O ministro Alexandre de Moraes, do Supremo Tribunal Federal, determinou nesta 2ª feira (6.jul.2026) que presidentes de 7 tribunais estaduais prestem informações sobre todos os pagamentos feitos a magistrados, aposentados e pensionistas nos meses de abril, maio, junho e julho de 2026.

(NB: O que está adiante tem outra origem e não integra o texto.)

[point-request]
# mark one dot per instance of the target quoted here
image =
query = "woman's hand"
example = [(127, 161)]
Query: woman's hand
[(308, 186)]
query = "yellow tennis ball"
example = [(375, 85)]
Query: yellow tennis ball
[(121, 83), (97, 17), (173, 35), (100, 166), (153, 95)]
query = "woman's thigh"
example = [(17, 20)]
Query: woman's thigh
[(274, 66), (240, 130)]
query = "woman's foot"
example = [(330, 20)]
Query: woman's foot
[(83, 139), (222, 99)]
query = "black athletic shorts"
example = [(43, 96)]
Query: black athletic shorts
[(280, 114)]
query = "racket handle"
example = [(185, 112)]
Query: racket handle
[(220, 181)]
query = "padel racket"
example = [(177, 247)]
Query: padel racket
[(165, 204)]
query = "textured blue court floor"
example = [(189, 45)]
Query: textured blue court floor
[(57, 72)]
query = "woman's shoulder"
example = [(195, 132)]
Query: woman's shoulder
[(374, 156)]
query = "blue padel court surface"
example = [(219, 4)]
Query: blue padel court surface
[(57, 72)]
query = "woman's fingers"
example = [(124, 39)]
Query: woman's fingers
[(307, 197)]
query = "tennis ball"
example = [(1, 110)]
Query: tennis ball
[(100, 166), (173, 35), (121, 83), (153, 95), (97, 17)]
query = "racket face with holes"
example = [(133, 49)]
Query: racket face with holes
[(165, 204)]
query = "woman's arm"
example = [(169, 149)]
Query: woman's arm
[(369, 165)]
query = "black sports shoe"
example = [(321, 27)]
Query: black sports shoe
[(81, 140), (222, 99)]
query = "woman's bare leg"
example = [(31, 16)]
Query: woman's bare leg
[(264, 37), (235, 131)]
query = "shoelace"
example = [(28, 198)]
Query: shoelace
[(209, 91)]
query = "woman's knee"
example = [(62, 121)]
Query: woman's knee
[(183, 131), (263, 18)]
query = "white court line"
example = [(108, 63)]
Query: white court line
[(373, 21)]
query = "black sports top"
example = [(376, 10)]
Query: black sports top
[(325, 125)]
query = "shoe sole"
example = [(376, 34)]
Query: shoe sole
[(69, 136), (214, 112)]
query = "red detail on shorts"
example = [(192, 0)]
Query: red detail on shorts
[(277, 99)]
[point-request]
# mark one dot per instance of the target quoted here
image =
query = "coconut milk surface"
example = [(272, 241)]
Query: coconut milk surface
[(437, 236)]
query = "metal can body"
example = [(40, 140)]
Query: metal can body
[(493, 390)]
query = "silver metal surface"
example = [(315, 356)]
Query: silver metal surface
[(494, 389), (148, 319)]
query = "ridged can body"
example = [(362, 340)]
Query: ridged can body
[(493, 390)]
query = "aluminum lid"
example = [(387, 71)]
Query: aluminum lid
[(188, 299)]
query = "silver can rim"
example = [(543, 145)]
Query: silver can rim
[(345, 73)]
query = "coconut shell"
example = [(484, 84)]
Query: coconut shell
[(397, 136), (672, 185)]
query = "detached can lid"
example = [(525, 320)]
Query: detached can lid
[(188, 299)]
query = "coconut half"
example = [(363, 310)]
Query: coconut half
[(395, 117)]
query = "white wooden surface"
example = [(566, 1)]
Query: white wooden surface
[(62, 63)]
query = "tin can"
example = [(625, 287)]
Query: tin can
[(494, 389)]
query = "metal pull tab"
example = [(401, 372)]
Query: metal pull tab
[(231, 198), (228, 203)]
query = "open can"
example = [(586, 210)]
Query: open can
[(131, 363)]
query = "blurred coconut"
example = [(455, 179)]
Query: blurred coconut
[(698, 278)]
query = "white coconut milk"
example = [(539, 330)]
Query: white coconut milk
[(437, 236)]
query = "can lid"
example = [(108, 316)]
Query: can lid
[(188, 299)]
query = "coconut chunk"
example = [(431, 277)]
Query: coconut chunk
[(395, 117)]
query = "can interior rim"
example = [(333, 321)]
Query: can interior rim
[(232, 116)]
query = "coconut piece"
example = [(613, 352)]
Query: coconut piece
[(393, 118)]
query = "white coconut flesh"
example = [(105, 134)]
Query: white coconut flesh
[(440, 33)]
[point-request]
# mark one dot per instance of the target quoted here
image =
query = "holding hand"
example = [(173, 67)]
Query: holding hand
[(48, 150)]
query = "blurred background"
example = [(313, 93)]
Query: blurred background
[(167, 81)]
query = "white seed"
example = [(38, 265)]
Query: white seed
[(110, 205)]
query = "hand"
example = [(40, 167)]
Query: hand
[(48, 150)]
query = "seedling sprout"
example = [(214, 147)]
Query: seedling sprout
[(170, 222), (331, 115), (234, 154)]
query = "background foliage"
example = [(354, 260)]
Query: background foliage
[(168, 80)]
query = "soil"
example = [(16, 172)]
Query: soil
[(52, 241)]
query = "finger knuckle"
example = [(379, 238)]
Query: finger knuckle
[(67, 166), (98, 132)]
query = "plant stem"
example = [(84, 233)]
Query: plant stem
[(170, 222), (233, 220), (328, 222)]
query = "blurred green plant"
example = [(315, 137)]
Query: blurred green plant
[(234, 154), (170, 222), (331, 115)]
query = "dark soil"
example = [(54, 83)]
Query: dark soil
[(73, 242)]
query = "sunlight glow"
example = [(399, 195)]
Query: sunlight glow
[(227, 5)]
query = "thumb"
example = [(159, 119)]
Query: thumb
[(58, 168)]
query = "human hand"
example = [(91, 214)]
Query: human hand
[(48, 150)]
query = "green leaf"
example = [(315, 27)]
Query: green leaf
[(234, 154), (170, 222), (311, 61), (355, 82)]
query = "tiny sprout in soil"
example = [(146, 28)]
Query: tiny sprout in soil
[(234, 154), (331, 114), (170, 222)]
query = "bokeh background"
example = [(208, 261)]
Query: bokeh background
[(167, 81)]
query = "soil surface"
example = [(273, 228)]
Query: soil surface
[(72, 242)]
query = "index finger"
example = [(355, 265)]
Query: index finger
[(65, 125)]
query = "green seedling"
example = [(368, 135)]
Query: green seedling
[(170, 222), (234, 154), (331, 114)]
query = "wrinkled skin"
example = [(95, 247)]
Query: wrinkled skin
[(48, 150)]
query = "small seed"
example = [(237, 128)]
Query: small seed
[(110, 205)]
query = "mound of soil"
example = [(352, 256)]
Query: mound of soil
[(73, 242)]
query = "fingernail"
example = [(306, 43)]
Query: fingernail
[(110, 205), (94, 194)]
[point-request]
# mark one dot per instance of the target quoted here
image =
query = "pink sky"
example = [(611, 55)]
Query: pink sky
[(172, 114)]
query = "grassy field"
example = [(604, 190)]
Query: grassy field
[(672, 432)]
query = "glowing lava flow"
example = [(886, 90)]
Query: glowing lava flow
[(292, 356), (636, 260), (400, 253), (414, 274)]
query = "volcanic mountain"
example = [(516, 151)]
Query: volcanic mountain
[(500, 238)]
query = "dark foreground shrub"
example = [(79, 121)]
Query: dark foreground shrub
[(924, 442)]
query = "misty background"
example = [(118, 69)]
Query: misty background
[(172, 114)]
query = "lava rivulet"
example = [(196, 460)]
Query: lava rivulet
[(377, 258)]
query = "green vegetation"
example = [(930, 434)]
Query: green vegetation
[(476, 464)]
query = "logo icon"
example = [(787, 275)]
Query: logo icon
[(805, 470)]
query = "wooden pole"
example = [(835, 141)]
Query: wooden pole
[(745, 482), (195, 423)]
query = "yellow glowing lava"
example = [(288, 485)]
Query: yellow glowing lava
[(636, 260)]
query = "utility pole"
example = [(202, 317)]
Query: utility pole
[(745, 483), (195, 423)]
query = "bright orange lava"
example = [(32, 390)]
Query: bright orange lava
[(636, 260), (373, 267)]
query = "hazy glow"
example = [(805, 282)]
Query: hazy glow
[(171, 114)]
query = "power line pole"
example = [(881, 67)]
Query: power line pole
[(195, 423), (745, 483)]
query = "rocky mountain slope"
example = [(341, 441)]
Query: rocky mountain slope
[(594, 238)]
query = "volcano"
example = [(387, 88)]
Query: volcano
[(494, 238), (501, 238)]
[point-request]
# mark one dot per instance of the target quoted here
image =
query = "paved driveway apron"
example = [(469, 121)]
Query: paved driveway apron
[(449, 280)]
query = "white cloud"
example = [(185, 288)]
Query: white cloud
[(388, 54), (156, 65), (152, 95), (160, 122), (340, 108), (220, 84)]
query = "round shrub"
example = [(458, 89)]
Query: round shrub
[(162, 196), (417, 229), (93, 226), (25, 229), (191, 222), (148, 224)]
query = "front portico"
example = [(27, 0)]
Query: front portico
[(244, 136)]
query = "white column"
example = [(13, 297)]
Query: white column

O objetivo é apurar se houve desrespeito à decisão da Corte que limitou o pagamento de benefícios que elevam os rendimentos de magistrados e integrantes do Ministério Público.
Moraes deu prazo de 48 horas para os tribunais enviarem os dados ao Supremo. A ordem atinge os tribunais de Justiça do Distrito Federal, Goiás, Maranhão, Paraná, Rio de Janeiro, Rio Grande do Norte e Rondônia. Leia a íntegra (PDF — 116 kB).
O ministro também determinou que sejam incluídos no processo cópias das folhas de pagamento emitidas nos meses de abril, maio, junho e julho, com separação entre verbas remuneratórias e indenizatórias.
Moraes afirmou que o descumprimento da ordem poderá levar ao afastamento imediato do cargo de direção e à responsabilização penal, civil e disciplinar dos presidentes dos tribunais.
REPORTAGEM MOTIVOU DESPACHO
Em 25 de março de 2026, o STF fixou regras nacionais para pagamentos extras a magistrados e integrantes do Ministério Público.
A Corte não acabou com todas as verbas acima do teto, mas estabeleceu um limite de até 35% do teto constitucional e autorizou outros 35% ligados ao adicional por tempo de serviço ou antiguidade na carreira. Segundo a nova regra, magistrados e integrantes do Ministério Público poderiam receber, na prática, até 70% acima do teto.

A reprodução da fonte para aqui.